/LE_single_chain

Code to model active loop extrusion on chromatin using hybrid MD-MC.

Primary LanguageCGNU General Public License v3.0GPL-3.0

Active loop extrusion simulation on a single polymer chain

Brian Chan, Rubinstein lab, Duke University (2023)

This document will instruct you how to compile and run a hybrid Molecular Dynamics - Monte Carlo (MD-MC) simulation code for steady state active loop extrusion on a single polymer chain.

See the preprint:

B. Chan and M. Rubinstein, Activity-driven chromatin organization during interphase: compaction, segregation, and entanglement suppression. bioRxiv (2024). https://www.biorxiv.org/content/10.1101/2024.01.22.576729v1

Update- paper is now published: https://www.pnas.org/doi/10.1073/pnas.2401494121


Prerequisites

The main pieces of code are ExtrSim.c and ExtrSim_MoreOutputs.c. The codes use LAMMPS (23Jun2022 version) as a C library and MPI for parallelization. To compile this code, you must first build LAMMPS as a shared library (see LAMMPS documentation https://docs.lammps.org/Build_link.html). You must also ensure that the caller code can find the library, which may require editing your environemntal variables. Note that this code was tested with OpenMPI 4.1.1.


Compilation

Once LAMMPS is built as a shared library, make sure that the following files are in your working directory:

  • Makefile will compile the code, after appropriate modifications.
  • ExtrSim.c is the main code with active loop extrusion.
  • ExtrSim_MoreOutputs.c is the same simulation but generates additional output files.

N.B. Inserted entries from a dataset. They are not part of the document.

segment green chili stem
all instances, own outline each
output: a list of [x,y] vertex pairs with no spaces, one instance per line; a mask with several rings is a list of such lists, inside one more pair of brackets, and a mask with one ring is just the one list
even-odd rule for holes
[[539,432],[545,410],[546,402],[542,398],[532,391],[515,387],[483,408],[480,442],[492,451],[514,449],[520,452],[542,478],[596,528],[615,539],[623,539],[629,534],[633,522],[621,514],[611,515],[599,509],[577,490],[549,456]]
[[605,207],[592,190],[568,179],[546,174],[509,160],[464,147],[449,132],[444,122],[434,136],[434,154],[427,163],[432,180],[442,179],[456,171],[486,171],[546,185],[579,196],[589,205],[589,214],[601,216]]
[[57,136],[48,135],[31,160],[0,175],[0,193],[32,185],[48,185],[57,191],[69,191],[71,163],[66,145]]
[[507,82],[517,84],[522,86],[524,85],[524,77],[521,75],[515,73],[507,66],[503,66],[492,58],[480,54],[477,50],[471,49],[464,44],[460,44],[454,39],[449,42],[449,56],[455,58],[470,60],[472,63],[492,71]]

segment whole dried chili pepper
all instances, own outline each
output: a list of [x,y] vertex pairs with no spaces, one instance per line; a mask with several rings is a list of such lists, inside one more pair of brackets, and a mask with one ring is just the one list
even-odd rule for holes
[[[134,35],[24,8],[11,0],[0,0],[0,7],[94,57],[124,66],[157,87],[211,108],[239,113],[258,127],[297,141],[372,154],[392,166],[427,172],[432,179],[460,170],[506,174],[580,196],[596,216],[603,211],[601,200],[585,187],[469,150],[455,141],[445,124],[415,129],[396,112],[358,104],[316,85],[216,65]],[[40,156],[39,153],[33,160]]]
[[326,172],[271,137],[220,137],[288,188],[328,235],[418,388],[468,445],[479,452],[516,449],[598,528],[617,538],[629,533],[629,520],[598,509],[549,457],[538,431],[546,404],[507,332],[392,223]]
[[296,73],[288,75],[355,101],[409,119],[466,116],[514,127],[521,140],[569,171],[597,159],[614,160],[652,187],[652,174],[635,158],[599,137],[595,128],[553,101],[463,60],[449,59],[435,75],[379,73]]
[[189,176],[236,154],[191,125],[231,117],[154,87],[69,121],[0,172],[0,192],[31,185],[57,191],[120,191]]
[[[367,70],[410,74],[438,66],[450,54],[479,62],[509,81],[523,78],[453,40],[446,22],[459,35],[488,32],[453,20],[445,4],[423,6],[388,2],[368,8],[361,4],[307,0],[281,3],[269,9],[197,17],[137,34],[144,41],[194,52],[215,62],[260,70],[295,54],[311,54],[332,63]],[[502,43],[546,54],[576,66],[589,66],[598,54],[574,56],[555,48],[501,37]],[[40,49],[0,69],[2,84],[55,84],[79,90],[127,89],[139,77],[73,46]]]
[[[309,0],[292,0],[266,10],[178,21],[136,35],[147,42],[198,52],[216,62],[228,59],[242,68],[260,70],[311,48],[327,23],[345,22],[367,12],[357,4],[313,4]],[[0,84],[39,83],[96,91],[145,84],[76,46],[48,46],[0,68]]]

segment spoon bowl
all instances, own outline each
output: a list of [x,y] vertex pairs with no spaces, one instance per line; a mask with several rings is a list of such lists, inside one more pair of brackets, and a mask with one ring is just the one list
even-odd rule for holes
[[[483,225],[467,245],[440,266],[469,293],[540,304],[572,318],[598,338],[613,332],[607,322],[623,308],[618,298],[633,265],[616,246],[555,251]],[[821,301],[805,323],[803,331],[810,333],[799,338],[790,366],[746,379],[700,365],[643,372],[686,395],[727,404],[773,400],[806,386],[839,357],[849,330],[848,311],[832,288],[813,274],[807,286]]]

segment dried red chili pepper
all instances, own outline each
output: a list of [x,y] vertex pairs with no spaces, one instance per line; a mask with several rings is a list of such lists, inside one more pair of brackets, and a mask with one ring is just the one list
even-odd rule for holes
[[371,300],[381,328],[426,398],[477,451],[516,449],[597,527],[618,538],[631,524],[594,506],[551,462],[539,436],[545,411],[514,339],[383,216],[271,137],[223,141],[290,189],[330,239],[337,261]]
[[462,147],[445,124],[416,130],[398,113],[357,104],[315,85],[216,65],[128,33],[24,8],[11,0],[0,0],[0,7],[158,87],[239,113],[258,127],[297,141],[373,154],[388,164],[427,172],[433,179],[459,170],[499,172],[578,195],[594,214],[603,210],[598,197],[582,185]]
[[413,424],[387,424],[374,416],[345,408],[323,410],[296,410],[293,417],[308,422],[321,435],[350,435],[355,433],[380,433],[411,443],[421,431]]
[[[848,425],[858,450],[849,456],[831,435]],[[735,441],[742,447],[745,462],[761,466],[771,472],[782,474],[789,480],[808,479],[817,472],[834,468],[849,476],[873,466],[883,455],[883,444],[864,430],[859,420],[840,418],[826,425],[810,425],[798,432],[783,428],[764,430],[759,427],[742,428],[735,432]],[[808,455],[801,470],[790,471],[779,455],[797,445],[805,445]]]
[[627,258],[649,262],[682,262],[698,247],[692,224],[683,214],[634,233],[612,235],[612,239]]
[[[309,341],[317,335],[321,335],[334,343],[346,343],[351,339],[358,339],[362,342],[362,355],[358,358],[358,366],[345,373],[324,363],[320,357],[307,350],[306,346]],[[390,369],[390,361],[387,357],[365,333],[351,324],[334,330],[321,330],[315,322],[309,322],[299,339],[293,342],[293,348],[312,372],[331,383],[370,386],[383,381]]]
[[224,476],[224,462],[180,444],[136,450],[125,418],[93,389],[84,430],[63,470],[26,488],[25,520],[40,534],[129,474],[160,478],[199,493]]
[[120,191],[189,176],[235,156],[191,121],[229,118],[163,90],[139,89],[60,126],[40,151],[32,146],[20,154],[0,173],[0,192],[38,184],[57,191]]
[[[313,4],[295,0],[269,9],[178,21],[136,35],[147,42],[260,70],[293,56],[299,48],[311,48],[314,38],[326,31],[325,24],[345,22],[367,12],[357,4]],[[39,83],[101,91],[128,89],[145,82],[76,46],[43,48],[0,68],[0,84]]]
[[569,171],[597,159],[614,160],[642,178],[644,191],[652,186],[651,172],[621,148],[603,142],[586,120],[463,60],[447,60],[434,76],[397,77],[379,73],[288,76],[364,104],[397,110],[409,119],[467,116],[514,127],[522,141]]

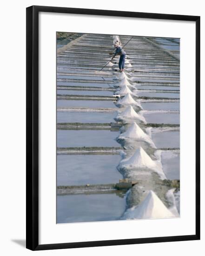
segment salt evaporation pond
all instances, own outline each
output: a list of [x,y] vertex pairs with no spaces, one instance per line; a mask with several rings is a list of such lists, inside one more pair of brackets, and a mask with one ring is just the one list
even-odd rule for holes
[[58,111],[57,123],[110,123],[116,112],[69,112]]
[[144,92],[138,91],[137,93],[138,96],[139,97],[153,97],[156,98],[175,98],[179,99],[180,94],[179,93],[156,93],[156,92]]
[[179,148],[180,133],[179,131],[153,133],[152,137],[157,148]]
[[98,80],[99,81],[107,81],[108,82],[113,82],[113,80],[110,77],[103,77],[103,78],[102,76],[85,76],[82,75],[57,75],[57,79],[62,79],[66,78],[67,79],[76,79],[78,80],[93,80],[93,79],[95,80]]
[[57,94],[88,95],[95,96],[112,96],[113,92],[110,91],[86,91],[78,90],[57,90]]
[[58,100],[57,105],[57,108],[66,107],[68,108],[115,108],[116,110],[118,109],[117,107],[112,101]]
[[117,183],[122,175],[116,168],[119,155],[58,155],[57,186]]
[[180,103],[175,102],[142,102],[144,110],[175,110],[179,111]]
[[180,155],[174,152],[163,151],[161,162],[163,171],[169,180],[180,179]]
[[179,123],[179,114],[175,113],[145,113],[143,115],[147,123]]
[[119,132],[109,130],[57,130],[57,147],[119,147]]
[[118,196],[117,191],[57,195],[57,222],[60,223],[119,220],[126,204],[125,198],[121,194]]

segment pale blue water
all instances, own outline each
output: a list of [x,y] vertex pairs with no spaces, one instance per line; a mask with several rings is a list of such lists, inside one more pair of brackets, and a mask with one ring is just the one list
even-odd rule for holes
[[172,152],[163,152],[161,155],[163,171],[169,180],[180,179],[180,155]]
[[57,90],[57,94],[88,95],[95,96],[112,96],[113,92],[110,91],[83,91],[78,90]]
[[143,92],[138,91],[137,92],[137,95],[139,96],[146,96],[146,97],[154,97],[159,98],[169,98],[179,99],[180,94],[179,93],[155,93],[155,92]]
[[116,194],[67,195],[57,196],[57,223],[119,220],[126,200]]
[[180,102],[145,102],[141,103],[145,110],[176,110],[180,109]]
[[118,108],[112,101],[84,101],[58,100],[57,108],[66,107],[67,108]]
[[164,131],[153,133],[152,141],[157,148],[179,148],[179,132]]
[[116,168],[119,155],[57,156],[57,186],[117,183],[122,175]]
[[143,115],[148,123],[179,124],[179,114],[172,113],[145,113]]
[[179,86],[160,86],[156,85],[139,85],[135,86],[137,89],[145,90],[166,90],[169,91],[179,91]]
[[101,87],[102,88],[109,88],[112,87],[112,84],[110,86],[106,83],[89,83],[80,82],[57,82],[57,85],[62,85],[63,86],[88,86],[89,87]]
[[119,147],[119,132],[109,130],[57,130],[57,147]]

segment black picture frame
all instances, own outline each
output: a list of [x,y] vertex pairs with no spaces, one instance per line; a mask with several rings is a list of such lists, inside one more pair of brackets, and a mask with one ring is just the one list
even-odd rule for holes
[[[192,235],[100,241],[39,243],[39,13],[40,12],[157,19],[196,22],[196,230]],[[200,16],[46,6],[26,8],[26,247],[46,250],[200,239]]]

Before compiling the code, load your MPI implementation, for example with module load OpenMPI/4.1.1 or something similar. Make sure you use the same MPI implementation used for building LAMMPS.

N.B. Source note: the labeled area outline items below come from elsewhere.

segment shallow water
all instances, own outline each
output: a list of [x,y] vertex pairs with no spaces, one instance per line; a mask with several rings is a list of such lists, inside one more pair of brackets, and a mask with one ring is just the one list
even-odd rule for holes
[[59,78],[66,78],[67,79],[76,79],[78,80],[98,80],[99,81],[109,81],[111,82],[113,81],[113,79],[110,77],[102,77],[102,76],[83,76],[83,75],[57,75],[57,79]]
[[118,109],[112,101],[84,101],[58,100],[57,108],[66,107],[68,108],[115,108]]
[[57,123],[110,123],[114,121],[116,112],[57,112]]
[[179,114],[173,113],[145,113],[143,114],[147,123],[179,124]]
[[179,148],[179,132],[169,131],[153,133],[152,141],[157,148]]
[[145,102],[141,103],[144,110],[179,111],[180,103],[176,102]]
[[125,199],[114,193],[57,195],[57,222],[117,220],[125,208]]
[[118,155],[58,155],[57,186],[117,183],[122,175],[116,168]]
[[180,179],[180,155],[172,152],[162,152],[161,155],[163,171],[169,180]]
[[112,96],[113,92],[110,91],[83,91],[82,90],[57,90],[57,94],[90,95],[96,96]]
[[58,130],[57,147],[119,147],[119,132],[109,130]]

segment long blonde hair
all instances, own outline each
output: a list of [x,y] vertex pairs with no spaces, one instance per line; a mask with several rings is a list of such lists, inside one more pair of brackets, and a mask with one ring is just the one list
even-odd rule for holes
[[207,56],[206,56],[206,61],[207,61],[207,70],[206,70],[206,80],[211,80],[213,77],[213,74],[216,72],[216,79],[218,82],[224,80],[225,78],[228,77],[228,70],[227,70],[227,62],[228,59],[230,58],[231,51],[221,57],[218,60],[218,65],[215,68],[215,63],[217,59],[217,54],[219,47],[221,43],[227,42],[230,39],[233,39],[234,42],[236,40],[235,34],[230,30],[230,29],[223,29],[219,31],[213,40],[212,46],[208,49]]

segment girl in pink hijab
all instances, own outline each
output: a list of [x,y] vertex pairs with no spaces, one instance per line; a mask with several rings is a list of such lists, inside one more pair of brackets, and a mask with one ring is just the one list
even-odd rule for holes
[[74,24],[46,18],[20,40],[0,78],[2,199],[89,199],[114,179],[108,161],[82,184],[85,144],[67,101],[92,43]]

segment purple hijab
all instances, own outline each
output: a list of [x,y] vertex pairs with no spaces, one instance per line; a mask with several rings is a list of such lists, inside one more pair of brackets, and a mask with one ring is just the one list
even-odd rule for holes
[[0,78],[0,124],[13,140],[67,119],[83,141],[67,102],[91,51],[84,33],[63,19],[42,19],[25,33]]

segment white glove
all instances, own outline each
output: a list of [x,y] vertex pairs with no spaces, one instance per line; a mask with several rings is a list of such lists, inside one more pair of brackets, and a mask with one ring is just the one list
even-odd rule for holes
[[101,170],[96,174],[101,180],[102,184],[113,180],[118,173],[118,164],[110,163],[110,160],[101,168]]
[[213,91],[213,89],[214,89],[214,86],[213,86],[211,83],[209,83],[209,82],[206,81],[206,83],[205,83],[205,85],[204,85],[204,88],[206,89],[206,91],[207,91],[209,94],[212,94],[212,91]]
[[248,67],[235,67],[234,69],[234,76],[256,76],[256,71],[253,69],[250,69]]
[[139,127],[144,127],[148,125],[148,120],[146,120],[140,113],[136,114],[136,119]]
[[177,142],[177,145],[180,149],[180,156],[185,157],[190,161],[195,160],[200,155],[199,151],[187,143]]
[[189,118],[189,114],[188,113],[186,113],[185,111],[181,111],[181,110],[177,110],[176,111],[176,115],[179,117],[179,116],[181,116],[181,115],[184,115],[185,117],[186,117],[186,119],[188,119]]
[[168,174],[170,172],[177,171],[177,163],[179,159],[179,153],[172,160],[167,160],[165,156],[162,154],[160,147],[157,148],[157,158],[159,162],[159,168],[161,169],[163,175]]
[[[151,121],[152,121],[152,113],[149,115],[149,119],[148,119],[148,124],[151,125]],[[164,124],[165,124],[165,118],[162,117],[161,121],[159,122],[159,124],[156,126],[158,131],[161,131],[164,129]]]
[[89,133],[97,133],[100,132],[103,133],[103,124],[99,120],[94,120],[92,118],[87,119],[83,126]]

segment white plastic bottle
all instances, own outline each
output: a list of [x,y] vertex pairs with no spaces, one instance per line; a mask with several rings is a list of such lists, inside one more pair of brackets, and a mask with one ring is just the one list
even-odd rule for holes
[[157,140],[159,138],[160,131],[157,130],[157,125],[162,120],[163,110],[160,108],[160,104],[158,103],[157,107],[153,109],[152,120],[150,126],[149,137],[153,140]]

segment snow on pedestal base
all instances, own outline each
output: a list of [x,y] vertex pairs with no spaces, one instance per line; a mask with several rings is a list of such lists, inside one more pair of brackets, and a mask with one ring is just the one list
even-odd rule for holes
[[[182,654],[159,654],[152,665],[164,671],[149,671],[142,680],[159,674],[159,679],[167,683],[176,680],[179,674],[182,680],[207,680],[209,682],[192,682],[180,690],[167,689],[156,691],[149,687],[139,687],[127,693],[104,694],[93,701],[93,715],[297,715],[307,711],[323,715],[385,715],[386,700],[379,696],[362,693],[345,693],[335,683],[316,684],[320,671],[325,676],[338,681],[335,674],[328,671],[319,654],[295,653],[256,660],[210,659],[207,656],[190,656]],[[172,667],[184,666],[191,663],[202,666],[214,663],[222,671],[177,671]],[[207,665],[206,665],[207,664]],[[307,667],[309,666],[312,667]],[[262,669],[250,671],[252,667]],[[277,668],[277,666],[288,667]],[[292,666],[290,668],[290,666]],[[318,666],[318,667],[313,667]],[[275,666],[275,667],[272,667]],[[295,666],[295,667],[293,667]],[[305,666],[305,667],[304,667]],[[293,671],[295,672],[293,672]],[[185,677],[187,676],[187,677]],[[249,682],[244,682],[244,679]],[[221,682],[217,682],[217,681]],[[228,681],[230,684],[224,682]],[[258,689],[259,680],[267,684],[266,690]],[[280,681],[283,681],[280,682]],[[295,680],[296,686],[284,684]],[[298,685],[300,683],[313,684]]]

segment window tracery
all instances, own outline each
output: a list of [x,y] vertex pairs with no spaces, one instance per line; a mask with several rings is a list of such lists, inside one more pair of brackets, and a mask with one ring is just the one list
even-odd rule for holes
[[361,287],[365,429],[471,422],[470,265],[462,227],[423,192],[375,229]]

Then, compile with make ExtrSim. Note that the Makefile will need to be modified to fit your specific machine and directory structure. Specifically, the following snippets could be changed:

  • CC=mpicc to fit your C compiler
  • /path/to/LAMMPS/src/ to specify the path of the LAMMPS src directory
  • -llammps_mpi to specify the name and/or path of the LAMMPS shared library. In this case, the LAMMPS library was called liblammps_mpi.so and its path was in the LD_LIBRARY_PATH environment variable.

There should now be an executable called ExtrSim in your working directory.


Running a simulation

Ensure that your working directory has the following files:

  • in.FirstSteps is a LAMMPS input file used for initial MD setup.
  • data.InitConformation is the LAMMPS data file with the initial chain conformation
  • ExampleSubmission.joblst is a barebones example submission script for a SLURM scheduler. This will depend on the machine on which you run the simulation.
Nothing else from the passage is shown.